Australian equities retreated across the board over the latest month, with the ASX100 falling 2% amid widespread sector weakness. The broader ASX300 also declined by 2%, and the Small Ordinaries slipped 1.8%, according to a market review.
Within that downturn, energy was the only sector to post a gain, advancing 1.9%. The review identified Woodside Energy, Ampol and Santos as the principal contributors to the energy sector's positive performance.
At the other end of the spectrum, healthcare was the weakest sector, contracting 6.1% over the period. The healthcare decline was led in part by Cochlear, CSL and ResMed, which the review cites as contributors to the sector's fall.
Valuation and earnings figures reflected the softer backdrop. The market price-to-earnings ratio for June 2026 eased to 18.3 times, while the December 2026 PER declined to 17.2 times. On an earnings growth basis, market earnings per share are estimated to grow 10.9% for June 2026 and 13.7% for December 2026.

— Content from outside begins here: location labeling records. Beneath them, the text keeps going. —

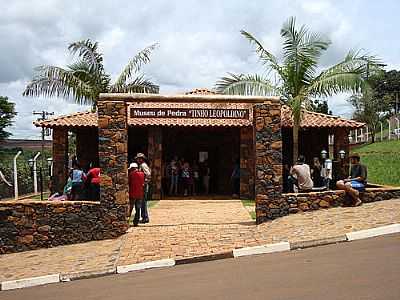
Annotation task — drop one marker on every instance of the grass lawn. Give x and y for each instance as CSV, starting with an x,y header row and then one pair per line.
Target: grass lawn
x,y
383,162
250,203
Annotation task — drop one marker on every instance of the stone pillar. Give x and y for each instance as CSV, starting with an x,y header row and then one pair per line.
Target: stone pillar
x,y
247,163
87,146
155,157
60,159
341,142
268,182
113,158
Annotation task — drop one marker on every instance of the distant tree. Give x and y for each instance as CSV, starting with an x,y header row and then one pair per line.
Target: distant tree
x,y
83,80
320,106
388,87
369,106
299,79
7,113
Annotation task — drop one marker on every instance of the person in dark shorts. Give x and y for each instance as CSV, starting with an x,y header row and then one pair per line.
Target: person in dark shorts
x,y
357,180
136,191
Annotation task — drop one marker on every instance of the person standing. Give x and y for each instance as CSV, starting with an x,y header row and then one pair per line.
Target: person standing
x,y
173,175
316,173
143,166
187,180
93,180
206,177
301,175
327,172
136,191
78,178
235,178
357,180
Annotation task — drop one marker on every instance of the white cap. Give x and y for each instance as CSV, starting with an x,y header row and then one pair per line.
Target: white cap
x,y
133,165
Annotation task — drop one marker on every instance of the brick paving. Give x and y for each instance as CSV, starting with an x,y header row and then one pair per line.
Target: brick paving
x,y
181,229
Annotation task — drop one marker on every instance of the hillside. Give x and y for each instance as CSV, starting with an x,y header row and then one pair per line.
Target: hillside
x,y
383,162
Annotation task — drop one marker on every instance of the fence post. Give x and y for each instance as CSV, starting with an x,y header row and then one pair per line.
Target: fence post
x,y
16,175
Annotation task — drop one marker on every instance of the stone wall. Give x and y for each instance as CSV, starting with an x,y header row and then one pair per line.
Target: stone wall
x,y
60,158
247,163
113,159
301,202
28,225
268,181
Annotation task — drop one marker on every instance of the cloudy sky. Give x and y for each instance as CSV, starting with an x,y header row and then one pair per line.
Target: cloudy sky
x,y
199,40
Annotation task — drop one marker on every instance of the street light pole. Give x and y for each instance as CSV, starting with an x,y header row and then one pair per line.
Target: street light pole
x,y
44,114
35,172
16,175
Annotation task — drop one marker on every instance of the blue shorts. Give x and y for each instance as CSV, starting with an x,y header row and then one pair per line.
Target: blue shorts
x,y
359,186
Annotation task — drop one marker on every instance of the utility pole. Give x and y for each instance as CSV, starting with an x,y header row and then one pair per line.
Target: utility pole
x,y
44,114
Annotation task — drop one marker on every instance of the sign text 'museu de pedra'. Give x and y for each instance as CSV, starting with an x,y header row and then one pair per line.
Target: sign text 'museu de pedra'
x,y
190,113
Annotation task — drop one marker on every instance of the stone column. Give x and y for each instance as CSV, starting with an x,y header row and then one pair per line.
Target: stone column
x,y
247,163
155,157
269,201
87,146
341,142
60,159
113,158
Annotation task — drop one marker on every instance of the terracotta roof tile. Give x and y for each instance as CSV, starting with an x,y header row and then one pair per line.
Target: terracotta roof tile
x,y
313,119
79,119
310,119
202,91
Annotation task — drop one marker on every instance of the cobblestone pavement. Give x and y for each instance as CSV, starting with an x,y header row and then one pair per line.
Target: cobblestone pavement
x,y
206,227
178,212
85,257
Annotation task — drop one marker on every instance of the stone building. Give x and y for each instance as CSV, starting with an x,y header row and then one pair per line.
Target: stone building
x,y
254,130
224,128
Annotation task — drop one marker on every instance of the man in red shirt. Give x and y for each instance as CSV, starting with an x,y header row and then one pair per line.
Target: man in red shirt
x,y
136,191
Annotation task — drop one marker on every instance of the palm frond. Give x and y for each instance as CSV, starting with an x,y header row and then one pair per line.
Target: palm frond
x,y
346,76
134,65
302,50
251,85
87,50
53,81
266,57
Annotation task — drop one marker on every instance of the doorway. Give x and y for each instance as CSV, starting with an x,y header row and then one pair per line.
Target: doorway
x,y
218,147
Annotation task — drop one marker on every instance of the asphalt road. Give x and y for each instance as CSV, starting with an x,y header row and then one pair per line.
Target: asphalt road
x,y
368,269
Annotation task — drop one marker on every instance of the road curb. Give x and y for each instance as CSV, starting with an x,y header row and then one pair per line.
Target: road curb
x,y
203,258
162,263
86,274
28,282
373,232
269,248
146,265
319,242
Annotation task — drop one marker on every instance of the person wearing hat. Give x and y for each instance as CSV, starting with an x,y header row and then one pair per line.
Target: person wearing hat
x,y
136,191
140,159
357,180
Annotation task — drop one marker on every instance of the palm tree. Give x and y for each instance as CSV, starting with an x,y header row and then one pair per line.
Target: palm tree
x,y
83,80
298,80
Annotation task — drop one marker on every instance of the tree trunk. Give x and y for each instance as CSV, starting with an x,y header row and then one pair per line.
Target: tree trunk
x,y
295,142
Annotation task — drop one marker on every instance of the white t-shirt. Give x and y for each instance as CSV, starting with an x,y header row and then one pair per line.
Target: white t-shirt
x,y
303,176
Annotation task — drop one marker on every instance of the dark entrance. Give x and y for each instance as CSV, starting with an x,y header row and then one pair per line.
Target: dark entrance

Measures of analyst sentiment on earnings also showed pressure. The four-week rolling FactSet Australian earnings net revisions were negative, indicating that downward revisions outnumbered upward revisions over that window. Within that revisions landscape, Block topped the table of positive revisions, while Cochlear led the list of negative revisions.
International markets diverged, with the S&P 500 rising 1.6% and the Dow Jones Industrial Average up 0.2% over the same span.
Contextual observations
- The market-wide decline in Australia was broad-based across large-cap and small-cap indices, while energy stocks bucked the trend and posted modest gains.
- Healthcare names were a notable source of downside, with several large constituents cited as drivers of the sector's underperformance.
- Valuation measures and short-term analyst revisions both point to a tempering of expectations for corporate earnings growth in the near term.
The data and commentary above summarize the recent monthly performance and the backdrop for Australian equities, including sector-level winners and losers, shifts in valuation multiples, and changes in earnings revision activity. Together, the figures sketch a market where sector dispersion increased as energy outperformed and healthcare lagged, while aggregate earnings momentum showed signs of moderation.